Methodology and Data
- Models used: Multisource Weighted-Ensemble Precipitation (MSWEP), ERA5 reanalysis, six CMIP6 High-Resolution Model Intercomparison Project (HighResMIP) models (e.g., FGOALS-f3-H, MPI-ESM1-2-XR, HiRAM-SIT-HR, BCC-CSM2-HR).
- Data sources: MSWEP (0.1°), ERA5 reanalysis, CMIP6 HighResMIP model simulations. TCEP detection used a nonparametric, count-based approach identifying daily exceedances of the 99th-percentile threshold for extreme precipitation events (EPEs). Drivers diagnosed from composites of atmospheric anomalies filtered with the false discovery rate (FDR). Statistical significance assessed via bootstrap resampling.
Main Results
- TCEP is statistically significant in northwestern and southeastern Morocco.
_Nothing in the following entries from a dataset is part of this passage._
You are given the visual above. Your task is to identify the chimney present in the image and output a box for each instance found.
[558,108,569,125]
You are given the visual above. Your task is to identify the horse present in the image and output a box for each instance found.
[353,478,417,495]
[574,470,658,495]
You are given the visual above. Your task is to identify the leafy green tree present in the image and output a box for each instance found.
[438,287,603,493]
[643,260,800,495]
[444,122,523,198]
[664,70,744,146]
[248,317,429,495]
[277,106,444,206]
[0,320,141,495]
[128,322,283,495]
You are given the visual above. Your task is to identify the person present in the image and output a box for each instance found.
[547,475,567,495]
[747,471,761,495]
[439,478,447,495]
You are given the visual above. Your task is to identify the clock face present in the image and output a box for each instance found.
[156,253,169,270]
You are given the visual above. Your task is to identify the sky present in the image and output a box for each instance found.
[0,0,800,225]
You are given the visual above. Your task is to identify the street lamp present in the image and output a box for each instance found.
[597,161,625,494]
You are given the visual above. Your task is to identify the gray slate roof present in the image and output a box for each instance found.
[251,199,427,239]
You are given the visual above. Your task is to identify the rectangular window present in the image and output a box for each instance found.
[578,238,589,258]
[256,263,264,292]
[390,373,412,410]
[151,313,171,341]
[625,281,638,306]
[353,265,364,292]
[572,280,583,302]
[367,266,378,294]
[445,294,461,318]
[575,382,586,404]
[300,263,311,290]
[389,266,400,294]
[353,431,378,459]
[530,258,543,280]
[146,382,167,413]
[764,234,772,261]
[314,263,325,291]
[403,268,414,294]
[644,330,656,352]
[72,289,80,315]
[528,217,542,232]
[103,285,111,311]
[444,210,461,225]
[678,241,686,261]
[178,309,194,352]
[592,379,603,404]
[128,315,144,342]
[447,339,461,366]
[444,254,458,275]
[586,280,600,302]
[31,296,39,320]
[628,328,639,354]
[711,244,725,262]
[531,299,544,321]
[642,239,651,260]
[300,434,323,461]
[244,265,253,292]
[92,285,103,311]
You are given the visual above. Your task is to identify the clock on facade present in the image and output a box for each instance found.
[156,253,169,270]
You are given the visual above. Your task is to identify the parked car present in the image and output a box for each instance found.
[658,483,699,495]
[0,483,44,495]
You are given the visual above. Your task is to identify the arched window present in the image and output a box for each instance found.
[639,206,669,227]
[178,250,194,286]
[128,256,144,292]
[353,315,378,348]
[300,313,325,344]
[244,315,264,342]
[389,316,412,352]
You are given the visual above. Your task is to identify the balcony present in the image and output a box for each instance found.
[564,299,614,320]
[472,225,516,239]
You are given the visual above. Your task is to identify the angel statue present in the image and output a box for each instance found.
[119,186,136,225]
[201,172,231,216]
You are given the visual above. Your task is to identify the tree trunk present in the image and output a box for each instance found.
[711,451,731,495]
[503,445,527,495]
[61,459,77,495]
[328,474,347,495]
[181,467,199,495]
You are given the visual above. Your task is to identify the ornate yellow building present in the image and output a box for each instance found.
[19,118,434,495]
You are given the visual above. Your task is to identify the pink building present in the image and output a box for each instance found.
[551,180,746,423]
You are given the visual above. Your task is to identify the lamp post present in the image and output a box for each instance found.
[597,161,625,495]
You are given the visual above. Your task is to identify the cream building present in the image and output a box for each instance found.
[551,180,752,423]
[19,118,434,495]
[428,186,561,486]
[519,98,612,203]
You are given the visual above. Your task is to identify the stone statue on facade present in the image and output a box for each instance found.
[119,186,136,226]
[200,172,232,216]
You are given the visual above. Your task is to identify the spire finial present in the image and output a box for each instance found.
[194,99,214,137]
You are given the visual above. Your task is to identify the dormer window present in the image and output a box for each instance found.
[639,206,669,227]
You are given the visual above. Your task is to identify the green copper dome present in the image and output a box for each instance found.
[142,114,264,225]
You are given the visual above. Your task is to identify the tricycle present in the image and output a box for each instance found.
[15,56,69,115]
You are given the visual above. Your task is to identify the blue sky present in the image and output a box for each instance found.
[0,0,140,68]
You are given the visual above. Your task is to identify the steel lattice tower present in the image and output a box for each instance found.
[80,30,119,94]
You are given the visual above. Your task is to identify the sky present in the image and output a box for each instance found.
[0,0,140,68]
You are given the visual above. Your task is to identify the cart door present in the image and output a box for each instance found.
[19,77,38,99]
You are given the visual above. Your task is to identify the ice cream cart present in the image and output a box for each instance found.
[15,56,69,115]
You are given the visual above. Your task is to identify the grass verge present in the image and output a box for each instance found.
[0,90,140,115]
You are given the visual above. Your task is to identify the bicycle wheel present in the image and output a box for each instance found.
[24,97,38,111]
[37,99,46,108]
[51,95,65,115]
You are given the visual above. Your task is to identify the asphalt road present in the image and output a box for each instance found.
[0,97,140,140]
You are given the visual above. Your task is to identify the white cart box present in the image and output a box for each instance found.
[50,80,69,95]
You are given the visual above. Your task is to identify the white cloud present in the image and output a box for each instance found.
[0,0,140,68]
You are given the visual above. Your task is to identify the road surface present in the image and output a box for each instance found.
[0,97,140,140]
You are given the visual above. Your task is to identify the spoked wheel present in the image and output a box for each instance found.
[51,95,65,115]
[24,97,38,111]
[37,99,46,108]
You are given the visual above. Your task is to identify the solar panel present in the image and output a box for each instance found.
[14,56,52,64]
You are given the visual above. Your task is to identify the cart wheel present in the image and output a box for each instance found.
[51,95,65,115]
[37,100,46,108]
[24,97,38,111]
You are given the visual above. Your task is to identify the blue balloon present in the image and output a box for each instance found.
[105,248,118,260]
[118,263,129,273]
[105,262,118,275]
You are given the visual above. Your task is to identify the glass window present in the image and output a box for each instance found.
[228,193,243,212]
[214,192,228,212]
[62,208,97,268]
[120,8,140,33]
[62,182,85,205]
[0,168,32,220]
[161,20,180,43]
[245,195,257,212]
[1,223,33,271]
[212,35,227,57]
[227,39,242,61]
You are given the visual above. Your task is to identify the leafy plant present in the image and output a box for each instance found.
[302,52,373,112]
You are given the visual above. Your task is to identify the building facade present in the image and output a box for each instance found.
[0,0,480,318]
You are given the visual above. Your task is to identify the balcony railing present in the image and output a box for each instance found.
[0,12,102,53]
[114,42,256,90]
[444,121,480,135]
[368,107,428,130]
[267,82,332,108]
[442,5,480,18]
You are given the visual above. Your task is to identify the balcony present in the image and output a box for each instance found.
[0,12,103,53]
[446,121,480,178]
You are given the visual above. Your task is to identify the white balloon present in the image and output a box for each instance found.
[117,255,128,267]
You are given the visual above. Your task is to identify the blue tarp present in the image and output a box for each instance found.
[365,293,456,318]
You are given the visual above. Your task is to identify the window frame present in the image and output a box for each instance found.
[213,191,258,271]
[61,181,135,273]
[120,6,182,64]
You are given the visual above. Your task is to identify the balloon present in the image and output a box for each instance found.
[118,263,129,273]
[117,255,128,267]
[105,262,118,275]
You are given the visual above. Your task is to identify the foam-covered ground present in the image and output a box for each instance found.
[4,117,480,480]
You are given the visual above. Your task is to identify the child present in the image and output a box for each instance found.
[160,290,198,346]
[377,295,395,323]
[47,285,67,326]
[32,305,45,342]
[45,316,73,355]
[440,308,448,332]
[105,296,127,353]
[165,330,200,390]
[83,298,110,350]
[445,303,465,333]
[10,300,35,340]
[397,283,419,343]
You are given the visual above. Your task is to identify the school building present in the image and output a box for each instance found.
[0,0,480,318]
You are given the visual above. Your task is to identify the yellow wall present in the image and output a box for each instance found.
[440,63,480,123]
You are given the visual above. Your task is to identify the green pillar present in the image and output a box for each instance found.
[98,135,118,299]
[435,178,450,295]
- TCEP episodes peak from November to April.
- Individual extreme precipitation events (EPEs) within TCEP episodes can reach up to 283 mm, representing approximately 47%–99% of the mean annual total.
- TCEP episodes can include up to four EPEs.
- In northwestern Morocco, TCEP is associated with enhanced westerly integrated vapor transport (IVT), frequent atmospheric river (AR) landfalls, a quasi-stationary trough over the eastern North Atlantic–Iberia, and an equatorward-displaced jet, often during negative North Atlantic Oscillation (NAO) phases.
- In southeastern Morocco, atmospheric anomalies are weaker, and orographic forcing plays a larger role.
- HighResMIP models reproduce EPE counts per episode but underestimate total episode rainfall by up to 52%.
- A clustering simulation skill index (CSSI) ranked FGOALS-f3-H, MPI-ESM1-2-XR, and HiRAM-SIT-HR highest, and BCC-CSM2-HR lowest across all regions.
- Comparisons between coupled ocean–atmosphere and AMIP-style simulations indicate that ocean coupling is an important source of TCEP bias in models.
Contributions
- Development of a novel process-based framework for detecting and diagnosing temporal clustering of extreme precipitation (TCEP).
- Comprehensive characterization of TCEP climatology and its atmospheric drivers in Morocco, an area where this phenomenon was previously poorly characterized.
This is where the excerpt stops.